- Interactive map of the mountain

Highest point
- Elevation: 1,948 m (6,391 ft)
- Prominence: 209 m (686 ft)
- Parent peak: Trolltinden
- Isolation: 1.6 km (0.99 mi)
- Coordinates: 61°53′27″N 9°41′59″E﻿ / ﻿61.89093°N 9.69985°E

Geography
- Location: Innlandet, Norway
- Parent range: Rondane
- Topo map: 1718 I Rondane

= Ljosåbelgen =

Mountain in Innlandet, Norway

Ljosåbelgen is a mountain in Sel Municipality in Innlandet county, Norway. The 1948 m tall mountain is located in the Rondane mountains within Rondane National Park.
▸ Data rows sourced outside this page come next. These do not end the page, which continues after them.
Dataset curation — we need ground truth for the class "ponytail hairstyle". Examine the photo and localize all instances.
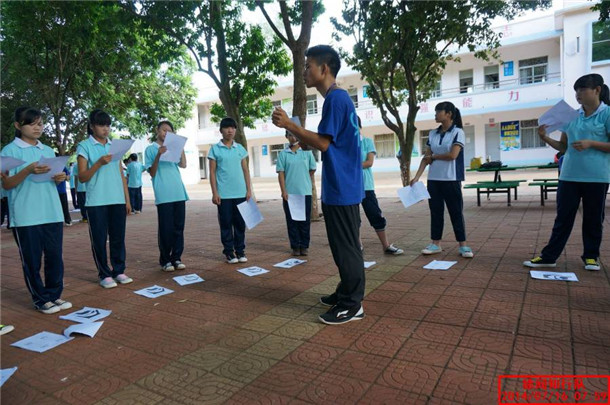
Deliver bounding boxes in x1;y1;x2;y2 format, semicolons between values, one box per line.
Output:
434;101;464;129
574;73;610;105
157;120;174;132
15;106;42;138
87;109;112;135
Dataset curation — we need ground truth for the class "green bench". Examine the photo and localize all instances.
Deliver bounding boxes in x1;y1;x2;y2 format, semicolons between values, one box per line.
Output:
528;179;559;205
464;181;519;207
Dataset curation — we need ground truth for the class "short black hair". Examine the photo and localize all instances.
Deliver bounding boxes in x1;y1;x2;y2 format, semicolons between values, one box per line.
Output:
15;106;42;138
220;117;237;129
305;45;341;77
87;109;112;135
157;120;174;131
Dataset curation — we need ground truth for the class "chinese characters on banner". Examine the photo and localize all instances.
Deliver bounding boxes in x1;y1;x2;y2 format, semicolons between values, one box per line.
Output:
500;121;521;152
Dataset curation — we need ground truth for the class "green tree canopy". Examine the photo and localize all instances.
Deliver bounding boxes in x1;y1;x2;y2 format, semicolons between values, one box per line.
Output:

The mountain sits about 20 km northeast of the town of Otta. The mountain is surrounded by several other notable mountains including Sagtindan and Indre Bråkdalshøe to the northwest, Bråkdalsbelgen to the west, Smiukampen to the southwest, Hoggbeitet and Steet to the northeast, and Trolltinden to the north.

==Name==
According to the Norwegian Mapping Authority, the mountain is officially named Ljosåbelgen. There are also two other officially accepted names that are allowed for use, but they are not the main official name. The other names are Hammaren and Sukkertoppen. Hammaren is an old name for the mountain which is actually a short form of Smedhaammaaren or Smiuhammaren. Those names are not officially used anymore.